A Swedish study finds AI-supported screening detects 29% more cancers without increasing false positives, while cutting radiologists’ workload by 44%.
Study: Screening performance and characteristics of breast cancer detected in the Mammography Screening with Artificial Intelligence trial (MASAI): a randomised, controlled, parallel-group, non-inferiority, single-blinded, screening accuracy study. Image Credit: Gorodenkoff/Shutterstock.com
In a recent study published in The Lancet Digital Health, researchers examined the performance of cancer screening in the mammography screening with artificial intelligence (MASAI) trial.
Background
Breast cancer is a heterogeneous disease that ranges from indolent to aggressive forms. Cancer characterization based on size, morphology, molecular subtype, immunohistochemical biomarkers, metastases, and lymph node involvement yields predictive and prognostic information that is useful in treatment planning and patient follow-up.
Artificial intelligence (AI) can potentially decrease the screen-reading workload in mammography screening and improve cancer detection.
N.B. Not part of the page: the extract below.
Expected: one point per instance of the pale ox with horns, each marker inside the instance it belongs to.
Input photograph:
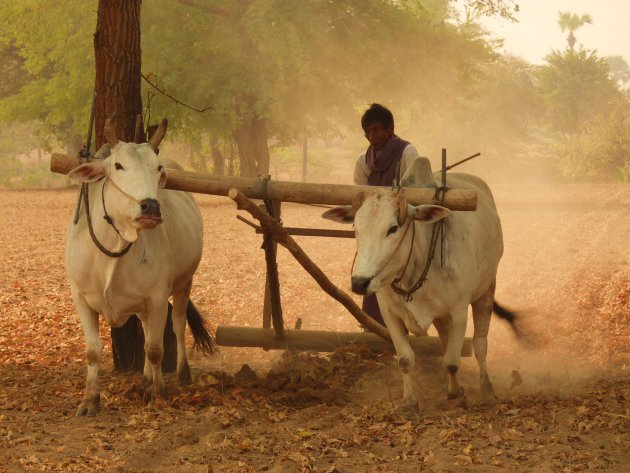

Double reading of screening examinations is the standard of care in European screening programs. Reducing the double-reading workload by substituting (part of) human reading with AI could have a positive impact on the staffing of breast radiologists.
A few prospective studies have suggested that AI use in mammography screening increases cancer detection. However, cancer detection supported with AI should not predominately identify indolent cancers or occur at the expense of more false positives; instead, AI usage should increase the detection of clinically relevant cancers.
About the study
In the present study, researchers assessed the performance of cancer screening measures in the MASAI trial. The trial was designed to compare AI-supported mammography screening with standard double-reading.
Participants were females eligible for participation in population-based mammography screening in Sweden. After mammogram acquisition, examinations were randomized to standard double reading (control) or AI-supported screening (intervention).
In the intervention group, examinations were analyzed using the “Transpara” AI system. Transpara provided a malignancy risk score on a 10-point scale, which was categorized into high (score: 10), intermediate (8–9), or low risk (1–7). High-risk examinations underwent double reading, while intermediate- and low-risk examinations underwent single reading.
Examinations with the highest 1% risk were flagged as extra-high risk. Control examinations underwent standard double reading and were not analyzed by AI.
Cancers were stratified as in situ, invasive, histological, Nottingham histological grade, and nuclear grade. The molecular subtype was determined using immunohistochemical biomarkers.
Tumor, node, metastasis (TNM) staging was ascertained based on lymph node involvement and pathological size. The main outcome measures were early screening performance, tumor stage and type detection, and screen-reading workload.
Performance measures included detection rate, recall rate, positive predictive value (PPV) of recall, and false-positive rate.
Findings
The analytic sample included 53,043 subjects in the intervention group and 52,872 participants in the control group. In the intervention arm, 3,800 examinations were of high risk, 655 of which were flagged as extra-high risk. Transpara did not provide a risk score for 368 examinations. About 0.1% of examinations in either group were technical recalls.
Cancer detection significantly increased by 29% with AI-supported screening relative to standard double reading. In addition, recall and false-positive rates showed non-significant increases with AI-supported screening, while PPV of recall had a significant increase. The intervention group had 48,444 fewer readings but 65 more consensus meetings than the control arm.
This meant a 44% decline in screen-reading workload. In the intervention group, 941 participants were recalled due to mammographic findings, and 169 were recalled due to reported symptoms, compared to 847 and 180 subjects in the control group, respectively.
In addition, the intervention group had more cancers detected across 10-year age groups and an increased false-positive rate from age 60 than the control group.
AI use resulted in 76 more cancers detected, comprising 23 additional in situ cancers and 53 additional invasive cancers. Moreover, detection across histological types was also increased, with the largest increase in the number of invasive cancers of no special type.
Increased detection with AI-supported screening was also observed across histological grades; grade I cancers had the highest increase.
Furthermore, 29 additional luminal A and 21 more non-luminal A invasive cancers were detected with AI-supported screening. The intervention group had 46 more lymph node-negative and five more lymph node-positive invasive cancers than the control group.
In the intervention group, most non-luminal A cancers were lymph node-negative. A similar number of subjects with TNM stage 2+ was observed between groups.
Conclusions
In sum, the findings illustrate that AI-supported screening resulted in a significant increase in cancer detection relative to standard double reading.
AI use mainly increased the detection of small, lymph node-negative invasive cancers. It substantially reduced screen-reading workload compared to standard reading but had a similar false-positive rate.
AI use did not negatively affect the rates of consensus meetings, recalls, or false positives. These results underscore the potential of AI to increase early detection of clinically relevant breast cancer without increasing false positives.